Diamantene Kutsche
Berichte, die ich an den Herrn Vize-Intendanten geschickt habe.«
Fandorin fragte mißtrauisch: »Was für Berichte?«
»Über jedes unserer Gespräche, über jede Beratung mußte ich Suga unverzüglich Bericht erstatten, per Expreßkurier. Das war ein Befehl, und ich hielt mich daran. Ich habe insgesamt acht Berichte abgeschickt. Doch in der Akte, die mir der Leiter der Schreibstube gab, fand ich nur fünf davon. Drei fehlten: Der darüber, daß Ihr Diener den vermutlichen Mörder gesehen hat, der über den Hinterhalt am Godaún und der über die Fingerabdrücke des geheimnisvollen Shinobi, die bei der Munizipalpolizei lagen.«
Nun hatte der Inspektor offenbar alles gesagt. Eine Zeitlang herrschte Schweigen: Fandorin dachte konzentriert nach, Asagawa wartete auf das Ergebnis seines Nachdenkens.

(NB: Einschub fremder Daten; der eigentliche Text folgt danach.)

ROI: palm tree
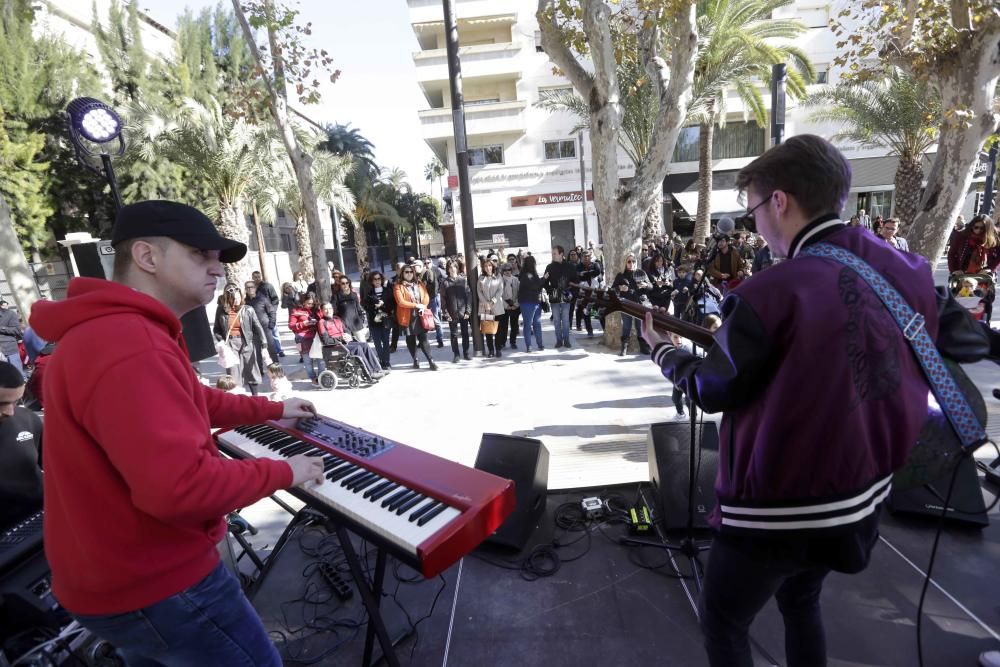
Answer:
[424,157,447,199]
[807,68,941,229]
[536,53,663,241]
[688,0,816,239]
[255,151,355,281]
[126,98,272,285]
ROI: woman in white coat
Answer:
[477,260,505,357]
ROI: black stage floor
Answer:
[248,484,1000,667]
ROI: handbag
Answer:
[799,243,990,489]
[420,308,436,331]
[215,316,240,369]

Es mündete in eine Frage, die Fandorin mit leiser Stimme stellte, wobei er Asagawa durchdringend ansah.
»Warum kommen Sie damit zu mir, warum gehen Sie nicht zum Polizei-Intendanten?«
Asagawa hatte diese Frage offenkundig erwartet und sofort eine Antwort parat.
»Der Polizei-Intendant ist ein hohler Mensch, er bekleidet den Posten nur wegen seines klangvollen Titels. Und außerdem …« Der Japaner war verlegen, es fiel ihm offensichtlich schwer, dies einem Ausländer gegenüber zu äußern. »Woher soll ich wissen, wer noch an der Verschwörung beteiligt war? Selbst in der Polizeiverwaltung reden manche Leute offen davon, daß die Satsumaer zwar Staatsverbrecher sind, aber trotzdem Helden. Einige flüstern sogar, Okubo habe bekommen, was er verdiente. Das ist der erste Grund, weshalb ich beschlossen habe, mich an Sie zu wenden …«
»Und der zweite?«
»Sie haben mich gestern um Verzeihung gebeten, obwohl Sie das nicht hätten tun müssen. Sie sind ein aufrechter Mann.«
Im ersten Moment begriff Fandorin nicht, was Aufrichtigkeit damit zu tun hatte, dann vermutete er, es liege an der unpräzisen Übersetzung. Wahrscheinlich beschrieben sowohl das englische »sincere man«, das Asagawa benutzte, als auch das russische »aufrechter Mann«, mit dem Shirota Puschkin, Marschall Saigo und Doktor Twiggs bezeichnete, nur unzureichend die Eigenschaft, die von den Japanern so geschätzt wurde. Vielleicht bedeutete es »unverfälscht«, »echt«? Er mußte Doronin danach fragen.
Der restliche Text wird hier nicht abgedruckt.